Mrs. Bogardus laughed.

“But I'm paying a man to do it for him. It upsets my contract with that other fellow for Paul to do his work. We have a claim on what we pay for in this world.”

“I suppose we have. But Paul thinks that nothing can pay the price of those artificial relations between man and man. I think that's the way he puts it.”

“Good Heavens! Has the boy read history? It's a relation that began when the world was made, and will last while men are in it.”
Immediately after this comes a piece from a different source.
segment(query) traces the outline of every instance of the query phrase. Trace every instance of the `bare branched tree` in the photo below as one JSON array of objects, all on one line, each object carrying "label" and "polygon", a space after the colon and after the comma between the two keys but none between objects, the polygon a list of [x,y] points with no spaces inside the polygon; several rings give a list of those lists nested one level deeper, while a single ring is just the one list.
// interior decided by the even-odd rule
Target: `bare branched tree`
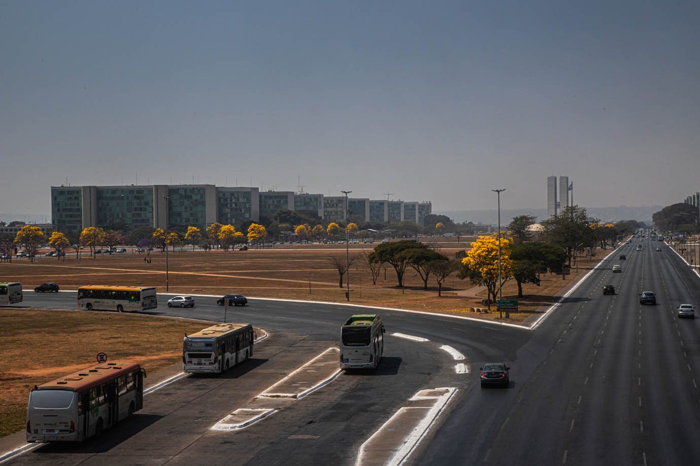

“I am not defending Paul's ideas, Colonel. I have a great sympathy with tyrants myself. You must talk to him. He will amuse you.”

“My word! It's a ticklish kind of amusement when we get talking. Why, the boy wants to turn the poor old world upside down—make us all stand on our heads to give our feet a rest. Now, I respect my feet,”—the colonel drew them in a little as the lady's eyes involuntarily took the direction of his allusion,—“I take the best care I can of them; but I propose to keep my head, such as it is, on top, till I go under altogether. These young philanthropists! They assume that the Hands and the Feet of the world, the class that serves in that capacity, have got the same nerves as the Brain.”

“There's a sort of connection,” said Mrs. Bogardus carelessly. “Some of our Heads have come from the class that you call the Hands and Feet, haven't they?”

The colonel admitted the fact, but the fact was the exception. “Why, that's just the matter with us now! We've got no class of legislators. I don't wish to plume myself, but, upon my word, the two services are about all we have left to show what selection and training can do. And we're only just getting the army into shape, after the raw material that was dumped into it by the civil war.”

“Weren't you in the civil war yourself?”

“I was—a West Pointer, madam; and I was true to my salt and false to my blood. But, the flag over all!—at the cost of everything I held dear on earth.” After this speech the colonel looked hotter than ever and a trifle ashamed of himself.